The dinner had been done ample justice to—the wines (and their name was legion) had not been at all neglected—Lord Alfred had become quite intimate with the guardsmen, who, as the wine unlocked their tongues, began, in a quiet, gentlemanly way, to quiz everything and everybody, especially the heavy dragoon, who rejoiced in the patronymic of Gambier—a name on which the other military gentlemen were pleased to exercise their wit whenever they addressed him. As, for example, 1st guardsman, loquitur:——
“I say, Beaupeep, have you heard Fred’s (2nd guardsman’s) last?”
“I haven’t even heard his first,” was the rejoinder.
“No; I should think not,” continued No. 1; “he made that when he was quite a baby in arms.”

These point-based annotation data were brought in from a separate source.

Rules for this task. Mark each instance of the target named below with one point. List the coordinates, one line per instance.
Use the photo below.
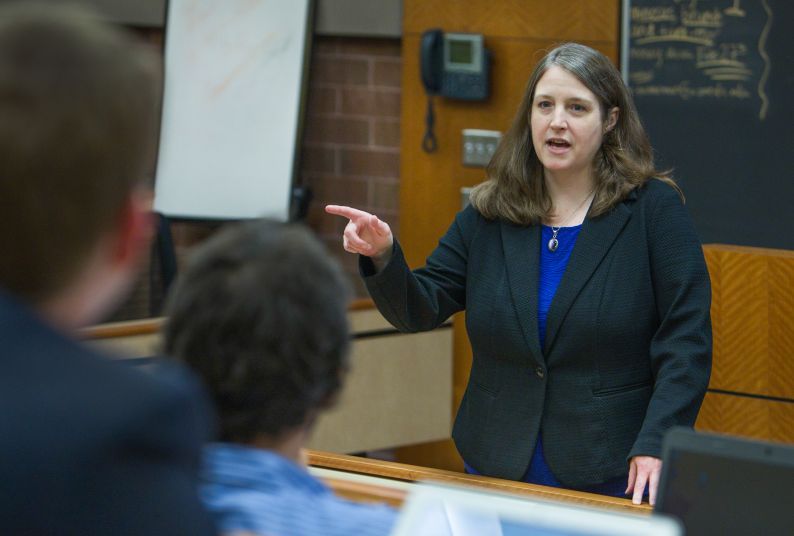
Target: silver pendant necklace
(553, 242)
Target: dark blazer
(628, 340)
(89, 445)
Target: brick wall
(351, 151)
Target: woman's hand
(365, 234)
(642, 470)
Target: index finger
(639, 486)
(347, 212)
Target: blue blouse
(552, 268)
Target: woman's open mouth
(558, 145)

“Ye may as well say before he could speak, while ye are about it,” suggested O’Brien.
“Bravo, Captain! you won’t better that,” said the narrator.
“However, Fred’s last and worst was this—‘Why is the gallant cornet opposite, an addition to any mess-table?’ Do you give it up? ‘Because he’s half game and half beer!’”
“I dare say it’s very funny,” muttered the heavy subject of the jest, “but I don’t see the point myself.”
“It’s a pint of half-and-half,” observed Jack Beaupeep, explanatorily.
“Or ‘heavy’ wet, if he were out in the rain,” added guardsman No. 2.